Wow, t9 really hates the phrase "slap her in her sanctimonious pie-hole."
How bad was it?
You ran around telling everyone that you were going to click them to death on google earth
were you wearing a green and blue thong last night?
yes! wait why?
because i found it in my pocket this morning...
i just realized i put more money and effort into 420 then i did for christmas
It's never good when you wake up covered with burns
I think i can make this amish girl legitimately hot.
I found what appears to be half an E pill and part of a tooth in my pocket this morning
do you know how ratchet you have to be to get kicked out of a drag club on Halloween weekend??
A little sexual choking never killed anyone.
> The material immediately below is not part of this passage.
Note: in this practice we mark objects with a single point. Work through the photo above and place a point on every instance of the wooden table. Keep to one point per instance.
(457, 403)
And if it did, they died happy.
Dude if i sent you a picture of the inside of my fridge would you be able to break down and explain everything that was in it?
It's amazing
I want to run hundreds of miles and do a whole semesters worth of homework while flying on a unicorn and throwing endless glitter bombs
There's nothing more awkward than going on a beer run with 3 ten year olds....teacher of the year right here!
I've finally given up enough on finals week to wear the same shirt three days in a row, because I didn't take my hoodie off for the first two.
I think all the guys I've fucked in my life would get along perfectly. They'd probably form an orchestra and travel the fucking world. That gives me the slightest feeling of consistency in life which is great.
Someone drank my pedialite!
YOU drank your pedialite. I watched you chase shots with it!